Solid Waves generates a residential urban park, full of living spaces, trees and areas offering a range of services combined in a single neighbourhood where functional programmes and nature coexist with each other and creating a new model for a symbiotic urban organism. The project also works on a variety of different scales: while the towers are visible from a distance and give a sense of structure to the position of the complex within the city in terms of views, a system of courtyards provides protected spaces that shield the inhabitants from adverse elements by maintaining a close relationship with the open spaces. Formally, the intervention is expressed as a horizontal and continuous ground-based platform that rises up and translates into the creation of three levels each with a different height and inclination.
The project concept linked to the planning behind Solid Waves embraces the concepts of densification, integration and analysis of the urban context in order to generate a space able to accommodate different functions and forms as well as different public and private urban bodies. The positioning of the three towers in the Northern portion of the site guarantees optimal light in the winter months and increases protection in the summer months, in addition to counteracting the strong local winds. The functional programme presents a combination that sees the positioning of commercial and public spaces, such as a school and an auditorium for example in the outermost areas of the site so as to exploit the wider and more frequented nature of the surrounding road system. The positioning of the residences at the heart of the project is complementary to this, alternating them with private green courtyards and thereby highlighting the human dimension while creating a greater sense of “neighbourhood”. Other spaces used as private residences are located inside the three towers which remain in continuous dialogue with those located on the ground floor thanks to the green elements placed on the façade and which cover the entire project. Inside the towers, on the first floors, commercial spaces and spaces used for semi-public services alternate in order to promote mobility and usability while protecting the private spaces above.

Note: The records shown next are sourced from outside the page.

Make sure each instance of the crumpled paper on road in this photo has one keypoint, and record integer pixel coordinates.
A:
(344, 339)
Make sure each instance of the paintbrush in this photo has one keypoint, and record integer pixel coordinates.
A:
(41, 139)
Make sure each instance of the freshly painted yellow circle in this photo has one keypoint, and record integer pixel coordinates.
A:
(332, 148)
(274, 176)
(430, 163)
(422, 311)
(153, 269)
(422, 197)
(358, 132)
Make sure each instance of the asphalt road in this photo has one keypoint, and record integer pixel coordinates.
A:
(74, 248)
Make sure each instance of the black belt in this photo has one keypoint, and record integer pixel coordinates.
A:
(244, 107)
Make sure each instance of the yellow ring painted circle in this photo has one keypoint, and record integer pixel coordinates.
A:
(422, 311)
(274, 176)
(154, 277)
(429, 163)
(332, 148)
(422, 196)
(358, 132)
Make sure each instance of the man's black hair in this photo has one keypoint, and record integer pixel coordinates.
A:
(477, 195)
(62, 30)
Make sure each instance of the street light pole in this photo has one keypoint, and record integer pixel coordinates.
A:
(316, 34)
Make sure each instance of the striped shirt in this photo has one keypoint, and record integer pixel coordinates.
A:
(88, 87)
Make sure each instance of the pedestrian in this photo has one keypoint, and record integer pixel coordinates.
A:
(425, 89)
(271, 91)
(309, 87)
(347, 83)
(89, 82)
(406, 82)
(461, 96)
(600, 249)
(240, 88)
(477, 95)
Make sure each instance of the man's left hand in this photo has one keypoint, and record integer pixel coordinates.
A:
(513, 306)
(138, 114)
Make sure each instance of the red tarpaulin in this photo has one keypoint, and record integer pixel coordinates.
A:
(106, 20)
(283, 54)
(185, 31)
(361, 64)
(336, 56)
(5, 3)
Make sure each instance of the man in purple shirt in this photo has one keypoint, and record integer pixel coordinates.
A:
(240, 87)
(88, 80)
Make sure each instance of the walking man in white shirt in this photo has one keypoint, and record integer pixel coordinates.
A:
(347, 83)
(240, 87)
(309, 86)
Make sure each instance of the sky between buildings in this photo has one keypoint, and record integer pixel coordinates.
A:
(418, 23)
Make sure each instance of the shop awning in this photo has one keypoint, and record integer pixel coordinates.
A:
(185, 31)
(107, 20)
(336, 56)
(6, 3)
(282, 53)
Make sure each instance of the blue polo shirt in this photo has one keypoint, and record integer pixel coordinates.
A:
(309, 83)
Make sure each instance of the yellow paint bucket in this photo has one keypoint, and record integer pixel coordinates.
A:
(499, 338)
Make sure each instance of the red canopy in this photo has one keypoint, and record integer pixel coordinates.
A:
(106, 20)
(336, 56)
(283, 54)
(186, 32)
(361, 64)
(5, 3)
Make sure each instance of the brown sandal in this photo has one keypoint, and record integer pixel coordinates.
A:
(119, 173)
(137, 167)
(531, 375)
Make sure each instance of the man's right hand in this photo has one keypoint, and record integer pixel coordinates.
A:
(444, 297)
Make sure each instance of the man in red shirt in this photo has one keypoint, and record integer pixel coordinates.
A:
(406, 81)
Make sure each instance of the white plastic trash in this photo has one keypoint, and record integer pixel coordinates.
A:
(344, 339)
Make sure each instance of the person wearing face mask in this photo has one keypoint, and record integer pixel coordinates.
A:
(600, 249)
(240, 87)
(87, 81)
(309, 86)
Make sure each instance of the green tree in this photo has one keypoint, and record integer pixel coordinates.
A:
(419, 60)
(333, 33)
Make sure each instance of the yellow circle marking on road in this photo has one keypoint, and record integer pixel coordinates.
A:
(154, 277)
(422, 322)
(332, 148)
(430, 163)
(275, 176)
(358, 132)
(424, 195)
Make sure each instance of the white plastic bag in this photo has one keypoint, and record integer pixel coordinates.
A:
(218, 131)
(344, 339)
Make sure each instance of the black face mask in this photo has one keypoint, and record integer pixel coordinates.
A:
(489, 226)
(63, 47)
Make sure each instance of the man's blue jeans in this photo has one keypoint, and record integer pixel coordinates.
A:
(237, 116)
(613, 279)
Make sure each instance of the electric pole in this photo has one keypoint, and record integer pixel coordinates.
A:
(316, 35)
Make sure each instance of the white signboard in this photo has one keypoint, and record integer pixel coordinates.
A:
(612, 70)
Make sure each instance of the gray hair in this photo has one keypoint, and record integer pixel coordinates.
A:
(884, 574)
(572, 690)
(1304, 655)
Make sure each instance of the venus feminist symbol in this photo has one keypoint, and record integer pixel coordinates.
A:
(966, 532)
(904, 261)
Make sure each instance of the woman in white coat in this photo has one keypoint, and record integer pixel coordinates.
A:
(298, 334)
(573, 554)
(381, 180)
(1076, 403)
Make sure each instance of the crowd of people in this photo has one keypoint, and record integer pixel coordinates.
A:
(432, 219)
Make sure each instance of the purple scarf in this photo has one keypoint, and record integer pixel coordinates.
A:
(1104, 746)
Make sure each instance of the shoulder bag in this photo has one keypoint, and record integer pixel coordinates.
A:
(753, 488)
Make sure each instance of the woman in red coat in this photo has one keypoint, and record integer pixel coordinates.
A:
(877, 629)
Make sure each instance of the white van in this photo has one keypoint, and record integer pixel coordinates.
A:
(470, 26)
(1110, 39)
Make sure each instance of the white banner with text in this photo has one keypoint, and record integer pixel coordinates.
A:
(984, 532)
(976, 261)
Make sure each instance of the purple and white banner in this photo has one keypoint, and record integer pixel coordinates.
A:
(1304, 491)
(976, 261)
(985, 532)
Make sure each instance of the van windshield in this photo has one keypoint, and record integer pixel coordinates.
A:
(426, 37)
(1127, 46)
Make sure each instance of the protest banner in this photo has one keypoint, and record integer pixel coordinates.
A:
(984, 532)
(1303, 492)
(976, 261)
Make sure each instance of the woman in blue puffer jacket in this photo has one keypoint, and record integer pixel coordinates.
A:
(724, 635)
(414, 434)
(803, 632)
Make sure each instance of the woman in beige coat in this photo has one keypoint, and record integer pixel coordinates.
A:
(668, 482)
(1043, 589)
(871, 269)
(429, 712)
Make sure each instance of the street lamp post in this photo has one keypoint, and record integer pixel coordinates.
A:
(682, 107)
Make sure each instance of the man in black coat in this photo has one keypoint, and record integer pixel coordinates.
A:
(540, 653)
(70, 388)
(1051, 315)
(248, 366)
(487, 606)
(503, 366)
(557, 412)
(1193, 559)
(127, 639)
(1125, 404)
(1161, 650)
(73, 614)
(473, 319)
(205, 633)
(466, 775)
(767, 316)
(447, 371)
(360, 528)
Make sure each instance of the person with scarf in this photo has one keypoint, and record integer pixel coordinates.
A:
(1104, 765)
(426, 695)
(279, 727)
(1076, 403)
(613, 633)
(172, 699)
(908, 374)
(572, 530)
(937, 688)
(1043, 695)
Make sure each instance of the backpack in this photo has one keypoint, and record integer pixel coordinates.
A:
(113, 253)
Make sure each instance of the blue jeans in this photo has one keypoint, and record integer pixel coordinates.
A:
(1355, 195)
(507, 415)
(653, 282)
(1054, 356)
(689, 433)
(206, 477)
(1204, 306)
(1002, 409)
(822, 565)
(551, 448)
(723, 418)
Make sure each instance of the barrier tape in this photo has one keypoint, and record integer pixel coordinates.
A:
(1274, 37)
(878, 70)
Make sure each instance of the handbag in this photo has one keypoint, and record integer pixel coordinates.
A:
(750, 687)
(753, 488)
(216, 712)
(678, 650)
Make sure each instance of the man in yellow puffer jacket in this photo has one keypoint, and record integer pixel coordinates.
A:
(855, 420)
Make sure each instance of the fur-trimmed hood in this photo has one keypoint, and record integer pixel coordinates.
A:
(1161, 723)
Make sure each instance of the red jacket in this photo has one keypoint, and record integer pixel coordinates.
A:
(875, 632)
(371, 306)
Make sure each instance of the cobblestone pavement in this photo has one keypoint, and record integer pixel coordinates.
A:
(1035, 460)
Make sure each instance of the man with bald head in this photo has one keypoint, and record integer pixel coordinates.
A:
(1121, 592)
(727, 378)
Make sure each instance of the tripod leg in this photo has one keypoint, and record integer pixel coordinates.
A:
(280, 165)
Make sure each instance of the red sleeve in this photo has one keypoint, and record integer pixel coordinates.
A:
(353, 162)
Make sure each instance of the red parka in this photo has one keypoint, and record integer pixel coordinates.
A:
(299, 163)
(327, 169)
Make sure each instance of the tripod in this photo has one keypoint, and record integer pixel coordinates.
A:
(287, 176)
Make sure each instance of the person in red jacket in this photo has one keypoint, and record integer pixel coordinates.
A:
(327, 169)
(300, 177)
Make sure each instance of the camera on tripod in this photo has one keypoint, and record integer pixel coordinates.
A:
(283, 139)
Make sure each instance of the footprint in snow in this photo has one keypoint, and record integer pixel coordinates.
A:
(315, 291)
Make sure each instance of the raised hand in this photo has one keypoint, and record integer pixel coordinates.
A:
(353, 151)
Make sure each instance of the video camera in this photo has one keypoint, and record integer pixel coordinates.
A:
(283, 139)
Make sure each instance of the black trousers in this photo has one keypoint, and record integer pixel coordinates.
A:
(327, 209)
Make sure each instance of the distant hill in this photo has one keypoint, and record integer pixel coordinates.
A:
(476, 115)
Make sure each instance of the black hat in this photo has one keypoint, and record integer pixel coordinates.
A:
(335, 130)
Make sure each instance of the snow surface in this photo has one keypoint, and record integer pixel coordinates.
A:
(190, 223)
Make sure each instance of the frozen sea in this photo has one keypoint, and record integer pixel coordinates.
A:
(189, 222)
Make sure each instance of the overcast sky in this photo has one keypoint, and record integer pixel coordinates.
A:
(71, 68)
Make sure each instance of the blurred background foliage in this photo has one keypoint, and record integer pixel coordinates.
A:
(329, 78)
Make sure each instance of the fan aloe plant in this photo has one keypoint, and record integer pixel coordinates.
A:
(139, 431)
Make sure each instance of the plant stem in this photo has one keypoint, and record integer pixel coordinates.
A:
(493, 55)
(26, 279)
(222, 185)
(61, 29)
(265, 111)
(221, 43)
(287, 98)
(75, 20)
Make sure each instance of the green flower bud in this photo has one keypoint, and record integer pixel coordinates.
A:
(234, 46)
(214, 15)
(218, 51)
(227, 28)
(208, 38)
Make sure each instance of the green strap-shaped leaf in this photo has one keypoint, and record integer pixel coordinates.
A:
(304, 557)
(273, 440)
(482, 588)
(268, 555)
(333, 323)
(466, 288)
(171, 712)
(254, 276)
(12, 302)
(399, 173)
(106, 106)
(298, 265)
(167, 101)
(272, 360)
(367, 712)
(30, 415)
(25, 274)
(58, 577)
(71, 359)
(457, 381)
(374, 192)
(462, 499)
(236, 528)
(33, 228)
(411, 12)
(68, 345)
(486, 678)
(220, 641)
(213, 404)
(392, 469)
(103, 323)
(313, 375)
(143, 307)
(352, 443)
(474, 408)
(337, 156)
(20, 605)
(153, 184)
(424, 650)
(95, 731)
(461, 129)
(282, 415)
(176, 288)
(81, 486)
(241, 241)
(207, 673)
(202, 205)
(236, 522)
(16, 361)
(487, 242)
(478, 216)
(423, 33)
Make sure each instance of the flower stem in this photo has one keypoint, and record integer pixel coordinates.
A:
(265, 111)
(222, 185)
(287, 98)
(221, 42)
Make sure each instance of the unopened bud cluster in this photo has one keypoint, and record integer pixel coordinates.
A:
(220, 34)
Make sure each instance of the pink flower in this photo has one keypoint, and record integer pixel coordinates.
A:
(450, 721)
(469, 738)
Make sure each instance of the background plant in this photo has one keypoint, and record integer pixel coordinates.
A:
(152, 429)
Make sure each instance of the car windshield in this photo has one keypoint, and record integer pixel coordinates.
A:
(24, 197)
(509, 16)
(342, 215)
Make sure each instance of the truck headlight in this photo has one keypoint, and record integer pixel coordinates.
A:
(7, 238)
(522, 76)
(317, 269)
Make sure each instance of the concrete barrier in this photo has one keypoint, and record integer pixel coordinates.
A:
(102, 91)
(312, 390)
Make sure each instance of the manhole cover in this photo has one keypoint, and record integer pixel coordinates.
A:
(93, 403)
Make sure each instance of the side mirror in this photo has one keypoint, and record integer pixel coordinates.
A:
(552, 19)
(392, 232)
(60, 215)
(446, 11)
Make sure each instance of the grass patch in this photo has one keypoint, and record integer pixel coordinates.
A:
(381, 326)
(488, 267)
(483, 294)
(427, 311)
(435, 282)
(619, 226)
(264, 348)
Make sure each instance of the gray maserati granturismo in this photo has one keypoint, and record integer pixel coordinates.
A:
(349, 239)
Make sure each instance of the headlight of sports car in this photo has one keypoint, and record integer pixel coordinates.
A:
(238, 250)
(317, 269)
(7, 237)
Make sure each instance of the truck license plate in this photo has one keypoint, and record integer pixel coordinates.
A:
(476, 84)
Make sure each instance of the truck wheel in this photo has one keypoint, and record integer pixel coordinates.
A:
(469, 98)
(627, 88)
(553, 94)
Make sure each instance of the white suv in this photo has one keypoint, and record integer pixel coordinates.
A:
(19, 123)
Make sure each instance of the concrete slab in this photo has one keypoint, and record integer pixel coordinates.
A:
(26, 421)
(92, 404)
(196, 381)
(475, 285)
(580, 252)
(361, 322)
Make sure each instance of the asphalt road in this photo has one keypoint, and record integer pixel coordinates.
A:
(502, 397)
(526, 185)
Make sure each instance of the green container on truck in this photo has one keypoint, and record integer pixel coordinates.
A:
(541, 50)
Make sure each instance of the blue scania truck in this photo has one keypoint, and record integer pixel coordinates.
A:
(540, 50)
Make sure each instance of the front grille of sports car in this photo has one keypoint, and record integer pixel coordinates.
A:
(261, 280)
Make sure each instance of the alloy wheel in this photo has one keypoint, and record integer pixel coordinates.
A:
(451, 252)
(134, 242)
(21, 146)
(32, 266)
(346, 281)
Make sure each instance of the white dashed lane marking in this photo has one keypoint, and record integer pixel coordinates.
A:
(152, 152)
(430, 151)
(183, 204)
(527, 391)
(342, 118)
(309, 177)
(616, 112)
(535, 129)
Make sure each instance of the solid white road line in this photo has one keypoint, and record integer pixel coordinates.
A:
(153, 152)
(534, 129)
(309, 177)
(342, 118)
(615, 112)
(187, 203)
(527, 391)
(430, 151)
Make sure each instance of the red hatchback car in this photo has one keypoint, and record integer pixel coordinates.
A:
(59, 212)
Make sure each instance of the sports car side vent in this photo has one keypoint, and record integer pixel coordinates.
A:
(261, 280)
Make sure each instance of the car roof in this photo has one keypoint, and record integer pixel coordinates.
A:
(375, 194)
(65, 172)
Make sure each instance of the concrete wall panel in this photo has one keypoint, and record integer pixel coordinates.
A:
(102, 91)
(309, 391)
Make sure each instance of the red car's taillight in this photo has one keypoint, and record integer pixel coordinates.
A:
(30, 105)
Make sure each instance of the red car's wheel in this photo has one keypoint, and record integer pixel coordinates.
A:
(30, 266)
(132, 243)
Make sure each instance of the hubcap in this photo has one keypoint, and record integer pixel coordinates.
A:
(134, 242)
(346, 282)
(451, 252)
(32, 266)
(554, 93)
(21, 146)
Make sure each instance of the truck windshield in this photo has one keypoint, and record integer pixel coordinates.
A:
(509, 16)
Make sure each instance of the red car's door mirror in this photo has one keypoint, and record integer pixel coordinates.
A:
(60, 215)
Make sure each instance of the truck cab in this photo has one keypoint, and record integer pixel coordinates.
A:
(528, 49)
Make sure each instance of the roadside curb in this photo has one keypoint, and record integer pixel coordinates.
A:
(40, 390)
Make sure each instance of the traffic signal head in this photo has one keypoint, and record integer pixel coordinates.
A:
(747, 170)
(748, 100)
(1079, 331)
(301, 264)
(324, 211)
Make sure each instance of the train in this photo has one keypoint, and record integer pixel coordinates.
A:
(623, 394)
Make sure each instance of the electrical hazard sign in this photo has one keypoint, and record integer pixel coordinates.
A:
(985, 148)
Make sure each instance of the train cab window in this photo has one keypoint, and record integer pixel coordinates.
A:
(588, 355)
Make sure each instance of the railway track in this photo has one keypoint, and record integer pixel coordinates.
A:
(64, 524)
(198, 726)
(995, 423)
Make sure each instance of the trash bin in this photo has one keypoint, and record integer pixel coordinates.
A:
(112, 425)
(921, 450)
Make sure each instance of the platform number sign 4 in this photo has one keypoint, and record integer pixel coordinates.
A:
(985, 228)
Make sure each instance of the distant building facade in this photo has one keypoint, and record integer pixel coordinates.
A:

The green elements that appear like a real skin covering the buildings are divided into functions including sports areas, trees or places dedicated to leisure time, courtyards for children’s games and play areas and public squares. The alternating of built elements, green spaces and mobility gives complexity and a high level of liveability to the intervention, enhancing both public and private and commercial and residential environments.
The height and slenderness of the towers, in addition to their cantilever shape, indicate the use of a static framework that allows a considerable reduction in mass while at the same time giving the structure the rigidity required: this goal has had to be achieved without losing sight of the need to maintain the largest available surface and therefore reduce the dimensions of each construction element as much as possible. The translation of these concepts led to the identification of a structural modular grid held in place and braced in the centre by the elements used for upwards and downwards movement, stairs and elevators, in reinforced concrete.
The façade system of the three towers has been conceived as a continuous vegetal element starting from the roofs of the lower spaces and continuing on all floors, made up of panels of a size equal to that of the individual floors, suspended directly from the slabs and able to contain all the layers necessary for the growth and maintenance of the green surface.